I found his gun safe next to a desk in the living room.
Chapter 13
I stood at the end of the pier in White Deer Park. I’d chosen to appear in a soft blue cashmere cowl sweater and white wool slacks and blue heels. But the style and verve of my outfit gave me no comfort. I watched streaks of pink and vermilion and royal blue herald sunrise. This was Adelaide’s oldest park. I’d stood here in 1942 when Bobby Mac was off in basic training at Fort Sill and I wrote him every day and none of us knew what would happen, what could happen. The big black headlines reported battles, the bombardment of Corregidor, the fall of the Philippines. There were Gold Stars in so many windows for the men who would not come home again. I’d stood here in anguish and fear and then hope.

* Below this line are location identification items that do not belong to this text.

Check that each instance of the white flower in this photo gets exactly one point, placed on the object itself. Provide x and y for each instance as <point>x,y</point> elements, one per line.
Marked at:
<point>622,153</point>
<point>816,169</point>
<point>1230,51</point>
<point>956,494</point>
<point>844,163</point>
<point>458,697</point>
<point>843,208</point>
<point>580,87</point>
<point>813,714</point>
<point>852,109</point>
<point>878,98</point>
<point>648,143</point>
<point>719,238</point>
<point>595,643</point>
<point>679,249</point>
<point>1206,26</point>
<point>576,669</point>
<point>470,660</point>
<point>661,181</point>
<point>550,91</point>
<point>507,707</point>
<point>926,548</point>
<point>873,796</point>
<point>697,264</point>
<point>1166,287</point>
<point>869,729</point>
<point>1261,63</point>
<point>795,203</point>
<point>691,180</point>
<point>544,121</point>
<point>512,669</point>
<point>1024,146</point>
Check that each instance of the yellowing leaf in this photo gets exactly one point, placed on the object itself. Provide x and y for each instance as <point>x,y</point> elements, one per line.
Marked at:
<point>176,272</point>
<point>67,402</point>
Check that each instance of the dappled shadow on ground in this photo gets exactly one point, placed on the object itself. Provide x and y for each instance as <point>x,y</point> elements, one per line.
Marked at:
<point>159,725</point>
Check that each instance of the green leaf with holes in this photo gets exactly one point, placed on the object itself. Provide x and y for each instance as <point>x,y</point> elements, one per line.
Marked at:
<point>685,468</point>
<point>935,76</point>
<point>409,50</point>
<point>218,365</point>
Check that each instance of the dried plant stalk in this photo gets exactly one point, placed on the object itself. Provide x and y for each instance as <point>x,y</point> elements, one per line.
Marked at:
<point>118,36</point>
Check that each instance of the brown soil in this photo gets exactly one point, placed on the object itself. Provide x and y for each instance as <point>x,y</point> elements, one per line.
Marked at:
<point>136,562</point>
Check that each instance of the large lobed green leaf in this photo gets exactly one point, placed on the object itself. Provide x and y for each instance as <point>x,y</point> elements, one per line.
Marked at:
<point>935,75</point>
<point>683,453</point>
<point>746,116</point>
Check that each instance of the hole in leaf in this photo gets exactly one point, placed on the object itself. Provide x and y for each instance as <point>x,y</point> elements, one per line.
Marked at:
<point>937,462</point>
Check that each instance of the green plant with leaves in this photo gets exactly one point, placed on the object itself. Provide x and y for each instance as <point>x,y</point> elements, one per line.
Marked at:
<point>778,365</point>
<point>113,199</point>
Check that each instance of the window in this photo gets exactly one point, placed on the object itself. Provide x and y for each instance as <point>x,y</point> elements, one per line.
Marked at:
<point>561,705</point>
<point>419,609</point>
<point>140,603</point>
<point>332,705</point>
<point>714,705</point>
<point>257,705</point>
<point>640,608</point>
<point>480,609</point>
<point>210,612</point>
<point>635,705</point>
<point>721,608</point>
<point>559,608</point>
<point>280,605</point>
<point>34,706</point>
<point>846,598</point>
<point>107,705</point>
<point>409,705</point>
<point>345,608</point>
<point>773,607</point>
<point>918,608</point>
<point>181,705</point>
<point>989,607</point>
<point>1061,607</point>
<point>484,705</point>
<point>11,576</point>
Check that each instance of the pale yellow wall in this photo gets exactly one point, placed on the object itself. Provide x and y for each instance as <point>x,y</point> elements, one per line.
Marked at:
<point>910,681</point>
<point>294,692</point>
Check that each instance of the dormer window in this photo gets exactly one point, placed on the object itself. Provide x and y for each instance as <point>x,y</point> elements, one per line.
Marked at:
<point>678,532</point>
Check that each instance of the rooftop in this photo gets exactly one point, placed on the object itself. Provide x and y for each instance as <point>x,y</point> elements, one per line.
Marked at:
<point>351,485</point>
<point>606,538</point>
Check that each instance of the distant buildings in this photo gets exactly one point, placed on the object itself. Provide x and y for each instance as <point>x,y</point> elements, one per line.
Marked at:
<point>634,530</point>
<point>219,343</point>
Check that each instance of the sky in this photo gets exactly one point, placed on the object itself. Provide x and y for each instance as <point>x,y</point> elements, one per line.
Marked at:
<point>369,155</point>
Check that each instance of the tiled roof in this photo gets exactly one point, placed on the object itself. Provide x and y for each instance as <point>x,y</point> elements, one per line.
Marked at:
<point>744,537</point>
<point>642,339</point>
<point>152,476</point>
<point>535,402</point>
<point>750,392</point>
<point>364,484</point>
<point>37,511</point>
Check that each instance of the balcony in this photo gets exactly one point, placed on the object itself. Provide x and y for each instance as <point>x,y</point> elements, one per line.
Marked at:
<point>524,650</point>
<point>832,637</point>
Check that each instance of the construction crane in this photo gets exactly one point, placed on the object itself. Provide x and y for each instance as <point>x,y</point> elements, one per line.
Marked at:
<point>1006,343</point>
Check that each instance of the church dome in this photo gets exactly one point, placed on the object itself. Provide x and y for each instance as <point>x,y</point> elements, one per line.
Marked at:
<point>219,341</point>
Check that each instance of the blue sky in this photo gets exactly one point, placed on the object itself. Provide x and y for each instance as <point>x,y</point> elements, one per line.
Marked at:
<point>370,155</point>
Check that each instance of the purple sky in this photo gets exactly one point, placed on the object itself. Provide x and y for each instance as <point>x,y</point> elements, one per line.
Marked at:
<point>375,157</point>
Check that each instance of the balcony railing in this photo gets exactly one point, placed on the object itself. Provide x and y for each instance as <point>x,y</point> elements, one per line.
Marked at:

I’d never stood here in defeat.
I’d done my best for Susan Gilbert. I began my quest cocky and confident. I was the late Bailey Ruth Raeburn, forever twenty-seven, red hair bright and shining, green eyes eager and curious, and I was an emissary from the Department of Good Intentions, here to protect the innocent.
The whoo of the Rescue Express blew through me. The engine rumbled. Wheels clacked on the rails. Coal smoke as acrid as a long-ago Pittsburgh steel mill swirled around me. Cinders sparked from the funnel.